Most things in life come at a price, and so does OmegaT’s freedom from bilingual translation files. Since I wrote about how great it was not to have intermediate bilingual files in OmegaT, it is only fair now to describe also the “catch.”
Tracking changes is a very useful function for a translation memory program, and particularly important for editing. It allows you to go back to a previous version of a translation. When an editor makes changes to the translation, a translator can review them easily and decide whether to accept or reject them.
Since OmegaT stores translations in a TMX file (project_save.tmx), it does not allow tracking changes. To review changes effectively, you need to use another tool such as the excellent Change Tracker to produce a comparison file that shows all changes made to a translation. It is a good workaround, but not as effective as working with tracked changes directly within OmegaT. For example, to reject changes, you need to open OmegaT and make those adjustments manually.
No bilingual file means no segment statuses, because, just as with tracking changes, there is no place to store them. Statuses could come in quite handy, though.
For example, other translation programs allow filtering based on statuses. If I change a 100% match in SDL Trados Studio, the segment still keeps the 100% status, allowing me to keep handling it as such in the future. For instance, If a client asks me not to review 100% matches, I will want to skip them. Since other programs keep the status even after changes have been made to the segment, I can always filter out 100% matches, despite the changes that I made. In OmegaT, however, as soon as I change the 100% match, both the time and user name are changed, while this is the only information I can use to find 100% matches. So after changing a 100% match, I can no longer filter it out and might end up reviewing it, which is exactly what I want to avoid.
Alternative translations are different translations of identical segments resulting from different context. For example, I might have very poor segmentation in source files—sentences split into several parts:
As a global company, we must comply with the
U.K. Bribery Act
which has global reach.
U.K. Bribery Act
is a law enforced by the U.K. Government.
Due to bad segmentation, these two sentences have two identical segments “U.K. Bribery Act.” By default, these are auto-propagated; that is, changing one segment also changes the other one. Suppose I need to translate them differently, because, although identical, they are in different sentences and even in different parts of the sentence. Thus in the case of English to Russian translation, for example, I will need to make the translations different. For this purpose, I use the alternative translations function.
This function saves alternative translations at the end of my project’s translation memory, appending additional information to them:
- File name
- Preceding segment
- Following segment
This information allows OmegaT to distinguish between two different translations in the translation memory and insert them in the right places.

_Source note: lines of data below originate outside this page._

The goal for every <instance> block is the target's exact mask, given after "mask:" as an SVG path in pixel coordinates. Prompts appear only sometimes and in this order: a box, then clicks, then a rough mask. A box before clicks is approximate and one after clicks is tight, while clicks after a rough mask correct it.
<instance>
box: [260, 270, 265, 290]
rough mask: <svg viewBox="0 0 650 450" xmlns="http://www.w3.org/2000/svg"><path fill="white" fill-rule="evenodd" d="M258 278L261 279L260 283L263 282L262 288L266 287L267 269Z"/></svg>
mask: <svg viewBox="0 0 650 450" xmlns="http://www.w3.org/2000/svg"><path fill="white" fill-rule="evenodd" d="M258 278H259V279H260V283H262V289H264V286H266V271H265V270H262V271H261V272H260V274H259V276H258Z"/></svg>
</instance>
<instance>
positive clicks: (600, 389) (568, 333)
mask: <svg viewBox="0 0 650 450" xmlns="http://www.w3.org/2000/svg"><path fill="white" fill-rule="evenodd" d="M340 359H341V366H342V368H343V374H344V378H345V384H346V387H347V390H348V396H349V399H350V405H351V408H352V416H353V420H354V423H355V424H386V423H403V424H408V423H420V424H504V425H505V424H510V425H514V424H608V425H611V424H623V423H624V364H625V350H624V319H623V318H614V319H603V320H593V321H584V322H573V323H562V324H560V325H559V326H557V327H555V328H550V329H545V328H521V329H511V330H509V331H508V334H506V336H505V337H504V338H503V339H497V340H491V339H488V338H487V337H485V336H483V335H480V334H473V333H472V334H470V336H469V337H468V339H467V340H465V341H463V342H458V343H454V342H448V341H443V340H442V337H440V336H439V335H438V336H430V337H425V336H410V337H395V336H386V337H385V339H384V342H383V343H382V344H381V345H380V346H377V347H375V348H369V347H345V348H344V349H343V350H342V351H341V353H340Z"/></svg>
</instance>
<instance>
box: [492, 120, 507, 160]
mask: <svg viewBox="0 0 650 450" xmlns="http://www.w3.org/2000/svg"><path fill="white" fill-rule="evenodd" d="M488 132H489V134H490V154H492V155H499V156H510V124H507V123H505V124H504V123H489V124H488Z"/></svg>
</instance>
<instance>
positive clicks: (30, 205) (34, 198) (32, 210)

Now, what if the file, preceding segment, and following segments are identical? Such situations are rare, but possible. Right now, OmegaT does not know how to deal with this. You can only resort to a workaround, such as changing the source files to make one of the segments unique. This is time-consuming compared to working on a bilingual file in another CAT program, where you simply disable auto-propagation and change the translations freely. Since those programs store translations directly in the translated files rather than in translation memory files, they do not need to rely on context.
Some of the above limitations may have already materialized in feature requests for the developers to consider. The question remains, though, is how we, as users, can help the developers implement these and other requests. One thing that I believe OmegaT could benefit from in this respect is crowdfunding, as suggested by Marco Cevoli. Users could let the developers know what they find to be most important to do in terms of OmegaT development by voting with their money.